Certainly! Let's break down the problem into manageable steps to find out how many voters are not candidates and the probability that exactly 5 of the 10 randomly selected voters are candidates.
### Step 1: Determine the number of non-candidates
We know the total number of voters is 100, and out of these, 40 are registered as candidates. To find the number of voters who are not candidates, we subtract the number of candidates from the total number of voters:
[tex]\[ \text{Number of non-candidates} = \text{Total voters} - \text{Total candidates} \][/tex]
[tex]\[ \text{Number of non-candidates} = 100 - 40 \][/tex]
[tex]\[ \text{Number of non-candidates} = 60 \][/tex]
So, there are 60 non-candidates.
### Step 2: Calculate the probability using hypergeometric distribution
Hypergeometric distribution is used when we're dealing with successes in a sample drawn without replacement from a finite population.

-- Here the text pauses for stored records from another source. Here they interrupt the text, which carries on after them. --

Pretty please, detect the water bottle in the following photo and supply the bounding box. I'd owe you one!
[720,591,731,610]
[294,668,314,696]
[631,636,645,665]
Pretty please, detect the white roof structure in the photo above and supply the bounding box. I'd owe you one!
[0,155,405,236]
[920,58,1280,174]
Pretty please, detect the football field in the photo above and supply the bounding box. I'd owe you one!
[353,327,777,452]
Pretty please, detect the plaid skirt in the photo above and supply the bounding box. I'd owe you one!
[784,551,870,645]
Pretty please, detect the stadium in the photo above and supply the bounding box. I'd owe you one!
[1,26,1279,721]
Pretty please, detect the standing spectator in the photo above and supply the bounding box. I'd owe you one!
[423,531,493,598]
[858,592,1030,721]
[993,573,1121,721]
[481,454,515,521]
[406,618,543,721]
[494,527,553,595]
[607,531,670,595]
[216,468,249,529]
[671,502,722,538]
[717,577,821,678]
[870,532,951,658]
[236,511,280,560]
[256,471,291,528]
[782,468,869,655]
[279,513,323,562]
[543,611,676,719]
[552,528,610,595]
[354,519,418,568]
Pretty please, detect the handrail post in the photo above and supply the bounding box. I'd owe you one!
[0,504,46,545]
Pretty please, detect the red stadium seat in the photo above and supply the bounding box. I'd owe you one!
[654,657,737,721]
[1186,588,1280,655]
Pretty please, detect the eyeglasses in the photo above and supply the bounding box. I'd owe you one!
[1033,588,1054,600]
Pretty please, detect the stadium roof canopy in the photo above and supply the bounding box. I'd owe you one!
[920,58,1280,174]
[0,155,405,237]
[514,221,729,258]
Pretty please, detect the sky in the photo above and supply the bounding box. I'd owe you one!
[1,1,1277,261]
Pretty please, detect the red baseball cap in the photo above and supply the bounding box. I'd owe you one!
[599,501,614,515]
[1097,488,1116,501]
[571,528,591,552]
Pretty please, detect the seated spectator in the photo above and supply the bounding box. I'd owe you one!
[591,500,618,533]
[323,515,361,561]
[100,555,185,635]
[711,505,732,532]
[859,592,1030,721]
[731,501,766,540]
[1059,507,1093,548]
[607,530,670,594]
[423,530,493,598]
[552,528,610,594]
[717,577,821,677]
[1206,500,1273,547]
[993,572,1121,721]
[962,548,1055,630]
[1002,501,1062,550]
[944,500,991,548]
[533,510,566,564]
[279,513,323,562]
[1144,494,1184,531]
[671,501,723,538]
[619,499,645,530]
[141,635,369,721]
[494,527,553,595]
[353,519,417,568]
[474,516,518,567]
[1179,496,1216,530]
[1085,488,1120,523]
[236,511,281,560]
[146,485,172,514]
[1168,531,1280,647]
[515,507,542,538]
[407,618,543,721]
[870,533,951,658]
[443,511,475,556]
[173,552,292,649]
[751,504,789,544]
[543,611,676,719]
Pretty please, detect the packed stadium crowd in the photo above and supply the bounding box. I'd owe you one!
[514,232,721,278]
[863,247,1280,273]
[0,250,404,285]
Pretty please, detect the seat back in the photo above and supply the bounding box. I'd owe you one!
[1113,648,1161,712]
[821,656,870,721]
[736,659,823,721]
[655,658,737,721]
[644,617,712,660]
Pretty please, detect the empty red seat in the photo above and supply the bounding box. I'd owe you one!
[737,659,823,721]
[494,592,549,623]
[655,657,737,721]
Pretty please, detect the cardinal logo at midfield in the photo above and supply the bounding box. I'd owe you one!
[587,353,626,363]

Here’s how it applies to our problem:
- Total population size ([tex]\(N\)[/tex]) = 100
- Number of success states in the population ([tex]\(K\)[/tex]) = 40 (candidates)
- Sample size ([tex]\(n\)[/tex]) = 10 (voters randomly selected)
- Number of observed successes ([tex]\(k\)[/tex]) = 5 (exactly 5 of the selected are candidates)
We need the probability [tex]\( P(X = k) \)[/tex] where [tex]\(X\)[/tex] follows a hypergeometric distribution. The formula for hypergeometric probability is:
[tex]\[ P(X = k) = \frac{\binom{K}{k} \binom{N-K}{n-k}}{\binom{N}{n}} \][/tex]
Where:
- [tex]\(\binom{K}{k}\)[/tex] is the combination of [tex]\(K\)[/tex] items taken [tex]\(k\)[/tex] at a time.
- [tex]\(\binom{N-K}{n-k}\)[/tex] is the combination of [tex]\(N-K\)[/tex] items taken [tex]\(n-k\)[/tex] at a time.
- [tex]\(\binom{N}{n}\)[/tex] is the combination of [tex]\(N\)[/tex] items taken [tex]\(n\)[/tex] at a time.
Plugging in the values, we get the exact probability value of drawing exactly 5 candidates out of 10 voters:
[tex]\[ P(X = 5) \approx 0.2076 \][/tex]
Therefore, the probability that exactly 5 out of the 10 selected voters will be student council candidates is approximately 0.2076, or about 20.76%.
### Summary
- The number of non-candidates is 60.
- The probability that exactly 5 out of 10 randomly selected voters are candidates is approximately 0.2076, or 20.76%.